Beware of Monkey …….
Friday 20/12 - Langkawi
We’ve travelled overnight down the coast of Thailand and wake up just south of the border at the Malaysian island of Langkawi - somewhere we’ve never visited although we’ve come close to including it in our itineraries.
These island look mystical in the soft early morning mist, shapes regressing in various tones of blue-grey. Clearly this is a far quieter destination than Phuket.
Here we’ve opted for another boat trip - you’d think we’d have had enough of this being on a cruise ship for nearly two weeks. But this is a river safari through the mangrove edged channels. The Kelim River runs through the Kilim Geoforest Park - again karst rock formations - some areas 500 million years old.
First there’s a visit to the bat caves - tiny little black leathery creatures hanging out after their nighttime feeding frenzy. There’s quite a lot of stooping with low tunnels to negotiate, but this is far less challenging than the huge caves we visited in Borneo where the smell of bat guano was overpowering and huge insects wandered the walls!
Then we set off along various channels in our long-tail boat - me sitting at the front today as I feel it’ll be safe on a calm river!
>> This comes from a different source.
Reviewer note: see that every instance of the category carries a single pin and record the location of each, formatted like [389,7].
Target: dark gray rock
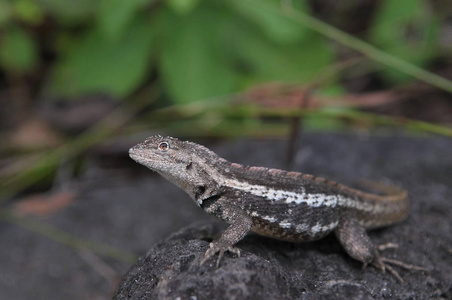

To be honest, there’s not much wildlife to see - but the mudskippers on the mud banks are very sweet! There are monkeys - crab eating long tailed macaques who are happy swimming as well as swinging from trees. And of course, they’ve learnt that where there are people there are easy pickings so we’re warned not to carry food with us and to carry backpacks in front of us. We feel the warning notices stating ‘Beware of Monkey - you have been warned. Not responsible for injury or death’ could be seen as rather extreme - then we hear screams coming from some local tourists who have just come off their boat, one of whom is being attacked by a monkey trying to take her bag!
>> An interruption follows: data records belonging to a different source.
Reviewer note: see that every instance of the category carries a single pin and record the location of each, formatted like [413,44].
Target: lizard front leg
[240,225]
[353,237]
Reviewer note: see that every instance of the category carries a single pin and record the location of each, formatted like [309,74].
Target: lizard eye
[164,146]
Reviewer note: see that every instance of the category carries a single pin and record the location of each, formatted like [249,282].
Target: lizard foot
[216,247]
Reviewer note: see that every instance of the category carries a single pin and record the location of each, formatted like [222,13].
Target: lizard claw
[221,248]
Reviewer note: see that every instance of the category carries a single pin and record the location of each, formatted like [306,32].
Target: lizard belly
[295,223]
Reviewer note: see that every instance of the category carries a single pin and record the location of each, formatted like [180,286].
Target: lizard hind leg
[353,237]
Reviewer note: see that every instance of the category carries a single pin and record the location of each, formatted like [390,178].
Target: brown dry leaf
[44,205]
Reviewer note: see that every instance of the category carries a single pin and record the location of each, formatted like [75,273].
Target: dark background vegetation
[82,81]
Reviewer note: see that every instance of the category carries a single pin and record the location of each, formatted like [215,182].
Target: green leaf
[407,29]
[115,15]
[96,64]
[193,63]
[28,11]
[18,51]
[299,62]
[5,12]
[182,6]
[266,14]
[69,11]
We have no such encounters, but spot three monkeys on a ledge above a cave entry who pose obligingly. Then there are great sightings of white bellied sea eagles and brahminy kites soaring overhead, occasionally diving down for fish - especially when one of the boats throws out food for them which is against park rules apparently.
We head out into the open sea - thankfully briefly as things do get decidedly bumpy at that point - focusing on the rock formations which form animal or human shapes and have been named by locals.
And finally it’s back to the departure point where we change our mode of transport to road and head back to port. Langkawi is certainly a very beautiful place.